Could finding love be his greatest scandal of all?
The Duke of Griffin has never lived down his reputation as one of the Rakes of St. James. Now rumors are swirling that his twin sisters may bear the brunt of his past follies. Hiring a competent chaperone is the only thing Griffin has on his mind–until he meets the lovely and intriguing Miss Esmeralda Swift. In ways he could never have expected, she arouses more than just his curiosity.
Esmeralda Swift considered herself too sensible to ever fall for a scoundrel, but that was before she met the irresistibly seductive Duke of Griffin. His employment offer proves too tempting for her to resist. She can’t afford to be distracted by his devilish charms because the stakes are so high for his sisters’ debut Season. . .unless one of London’s most notorious rakes has had a change of heart and is ready to make Esmeralda his bride?
There is a fad at the moment for historical romances involving governesses (or a chaperone from a governess agency, as is the case here). They seem to have overtaken duke-who-is-also-a-spy as the theme du jour.
I have read one other book by author Amelia Grey, and found it was your standard Regency romance. Inoffensive, familiar to those of us who read this genre often, delivering all the things you expect from the subgenre.
This one is no different.
The book is a little slow to get going – all except for the insta-lust! The first three chapters cover just ONE conversation between hero and heroine. He walks into her office, gets a nice feeling in his loins when he sees her, and decides he absolute MUST employ her as the chaperone for his sisters.
The act of convincing her to go along with this plan takes all of those three chapters.
Chapter four is the heroine considering the offer she has accepted, while chapter five sees the hero leaving the office and meeting up with his friends. All three of these men are dukes – that’s more dukes than I’ve ever seen in one series before! – and the others are obviously future heroes of future books in the series.

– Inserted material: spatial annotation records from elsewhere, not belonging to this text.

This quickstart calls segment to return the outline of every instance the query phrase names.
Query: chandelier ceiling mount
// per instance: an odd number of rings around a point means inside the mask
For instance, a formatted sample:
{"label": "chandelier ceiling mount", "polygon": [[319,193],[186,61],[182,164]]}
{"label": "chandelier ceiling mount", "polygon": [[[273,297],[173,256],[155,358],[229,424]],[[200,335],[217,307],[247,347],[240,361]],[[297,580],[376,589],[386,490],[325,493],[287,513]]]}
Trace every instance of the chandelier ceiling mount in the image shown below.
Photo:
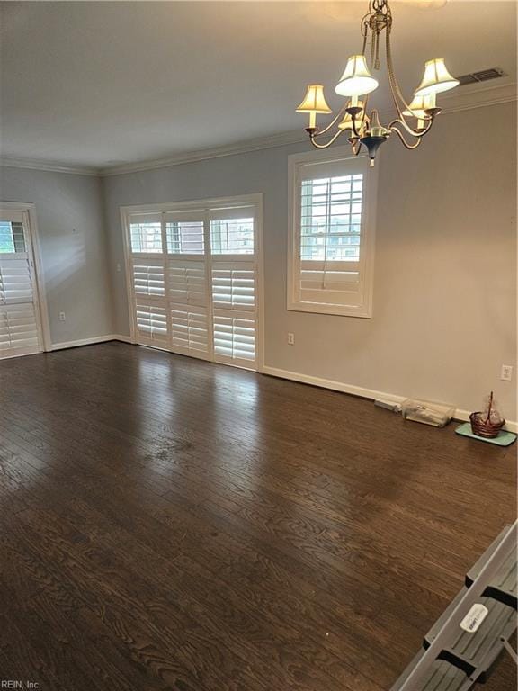
{"label": "chandelier ceiling mount", "polygon": [[[324,86],[319,84],[308,86],[297,112],[309,115],[309,126],[306,131],[317,148],[327,148],[344,132],[348,131],[353,153],[358,156],[363,145],[368,151],[371,166],[373,166],[378,149],[392,134],[406,148],[413,149],[419,146],[423,137],[432,129],[435,118],[441,112],[436,103],[437,94],[454,88],[459,82],[448,72],[442,58],[428,60],[424,65],[421,84],[414,92],[411,102],[406,103],[394,70],[391,31],[392,13],[388,0],[370,0],[369,11],[362,19],[362,53],[349,58],[344,74],[335,87],[336,94],[345,96],[347,100],[338,114],[323,129],[317,126],[317,115],[332,112],[324,96]],[[376,109],[372,109],[370,114],[367,112],[369,96],[379,85],[371,70],[380,69],[383,32],[388,86],[397,115],[387,126],[380,122]],[[367,51],[370,54],[370,67],[367,64]],[[327,139],[323,141],[322,138],[326,135]]]}

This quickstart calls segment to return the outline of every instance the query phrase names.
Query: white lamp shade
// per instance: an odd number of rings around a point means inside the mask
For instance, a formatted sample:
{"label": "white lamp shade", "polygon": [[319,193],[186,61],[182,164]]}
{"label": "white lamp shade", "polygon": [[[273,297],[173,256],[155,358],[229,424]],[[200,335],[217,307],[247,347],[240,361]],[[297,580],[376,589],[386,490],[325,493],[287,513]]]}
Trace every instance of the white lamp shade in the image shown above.
{"label": "white lamp shade", "polygon": [[310,84],[306,91],[306,95],[297,112],[332,112],[331,108],[326,103],[324,97],[324,86],[321,84]]}
{"label": "white lamp shade", "polygon": [[352,55],[335,91],[341,96],[359,96],[378,88],[378,82],[367,67],[364,55]]}
{"label": "white lamp shade", "polygon": [[440,94],[449,91],[459,85],[459,80],[451,76],[446,69],[444,59],[436,58],[424,64],[424,76],[419,86],[415,89],[416,96],[429,96],[431,94]]}

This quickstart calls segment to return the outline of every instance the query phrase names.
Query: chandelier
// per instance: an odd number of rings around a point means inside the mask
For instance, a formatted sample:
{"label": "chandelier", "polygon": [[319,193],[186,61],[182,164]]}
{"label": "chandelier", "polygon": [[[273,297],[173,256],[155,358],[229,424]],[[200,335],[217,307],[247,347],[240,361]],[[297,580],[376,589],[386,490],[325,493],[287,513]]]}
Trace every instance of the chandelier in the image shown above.
{"label": "chandelier", "polygon": [[[427,134],[441,112],[437,107],[436,95],[458,85],[459,81],[448,72],[442,58],[429,60],[424,65],[424,75],[414,93],[412,101],[405,100],[394,72],[390,31],[392,13],[387,0],[370,0],[369,12],[362,19],[363,47],[361,55],[353,55],[347,60],[345,70],[335,91],[347,101],[338,114],[323,129],[317,127],[317,114],[329,114],[331,109],[326,103],[324,86],[311,84],[306,96],[297,108],[297,112],[309,113],[309,127],[306,131],[317,148],[326,148],[344,132],[349,132],[348,140],[354,156],[358,156],[363,145],[371,159],[371,166],[378,149],[392,134],[396,134],[406,148],[416,148],[423,137]],[[380,36],[385,31],[385,55],[388,85],[397,117],[386,127],[380,124],[377,110],[367,112],[370,94],[378,88],[378,81],[371,70],[380,69]],[[367,65],[366,51],[370,49],[370,67]],[[322,141],[320,138],[326,138]]]}

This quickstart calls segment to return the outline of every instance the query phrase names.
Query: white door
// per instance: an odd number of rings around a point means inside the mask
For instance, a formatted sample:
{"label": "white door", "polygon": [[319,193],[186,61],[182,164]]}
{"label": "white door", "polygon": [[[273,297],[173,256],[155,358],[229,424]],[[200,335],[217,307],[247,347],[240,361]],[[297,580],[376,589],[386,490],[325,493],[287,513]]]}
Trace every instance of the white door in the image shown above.
{"label": "white door", "polygon": [[126,220],[133,339],[257,370],[258,205],[174,205]]}
{"label": "white door", "polygon": [[0,209],[0,358],[42,350],[29,215]]}

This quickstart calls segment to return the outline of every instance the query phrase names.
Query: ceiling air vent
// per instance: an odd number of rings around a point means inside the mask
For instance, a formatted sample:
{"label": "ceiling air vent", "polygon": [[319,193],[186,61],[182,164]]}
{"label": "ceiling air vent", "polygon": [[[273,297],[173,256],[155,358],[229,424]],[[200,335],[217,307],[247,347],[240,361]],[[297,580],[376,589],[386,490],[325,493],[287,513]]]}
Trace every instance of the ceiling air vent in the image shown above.
{"label": "ceiling air vent", "polygon": [[500,67],[488,67],[478,72],[472,72],[469,75],[461,75],[456,78],[459,79],[460,86],[466,86],[468,84],[487,82],[489,79],[498,79],[501,76],[505,76],[503,69],[500,69]]}

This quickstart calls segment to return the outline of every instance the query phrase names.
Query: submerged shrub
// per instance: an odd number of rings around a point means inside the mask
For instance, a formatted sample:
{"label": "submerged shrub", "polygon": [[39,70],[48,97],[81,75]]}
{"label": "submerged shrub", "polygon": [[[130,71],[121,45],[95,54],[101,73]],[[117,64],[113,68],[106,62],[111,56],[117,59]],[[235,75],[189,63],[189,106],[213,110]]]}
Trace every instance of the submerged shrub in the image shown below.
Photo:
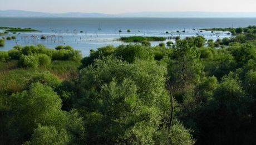
{"label": "submerged shrub", "polygon": [[170,42],[168,42],[166,43],[166,45],[167,45],[167,46],[171,46],[171,45],[173,45],[173,42],[170,42]]}
{"label": "submerged shrub", "polygon": [[153,60],[153,54],[147,48],[140,45],[120,45],[115,51],[115,55],[129,63],[134,63],[136,59]]}
{"label": "submerged shrub", "polygon": [[51,58],[46,54],[42,54],[37,55],[39,65],[47,66],[51,64]]}
{"label": "submerged shrub", "polygon": [[4,46],[4,39],[0,39],[0,46]]}
{"label": "submerged shrub", "polygon": [[147,40],[143,40],[141,42],[141,45],[145,46],[150,46],[151,45],[151,44],[150,42]]}
{"label": "submerged shrub", "polygon": [[73,60],[79,61],[82,59],[81,52],[78,50],[61,49],[54,51],[52,60]]}
{"label": "submerged shrub", "polygon": [[17,49],[11,49],[8,53],[11,59],[18,60],[21,55],[21,51]]}
{"label": "submerged shrub", "polygon": [[39,65],[38,59],[33,55],[22,55],[19,58],[19,65],[25,68],[37,68]]}
{"label": "submerged shrub", "polygon": [[67,46],[63,46],[63,45],[58,45],[57,47],[55,48],[56,50],[73,50],[73,49],[69,45]]}
{"label": "submerged shrub", "polygon": [[46,39],[46,37],[45,35],[42,35],[41,37],[41,39]]}
{"label": "submerged shrub", "polygon": [[160,47],[164,47],[165,46],[165,44],[164,43],[159,43],[159,46]]}
{"label": "submerged shrub", "polygon": [[5,62],[8,59],[8,52],[0,51],[0,62]]}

Chapter five is entirely the three dukes talking.
Chapter six is entirely the heroine talking to her little sister.
I was beginning to wonder if the plot would ever begin!
There is nothing especially wrong with this book (though people’s ages seem to keep changing!); I simply wasn’t enthralled by it.
If you’re looking for a standard Regency read, Last Night with the Duke is just that. However, I’m not sure it will stay with me for long.
Review copy provided by NetGalley.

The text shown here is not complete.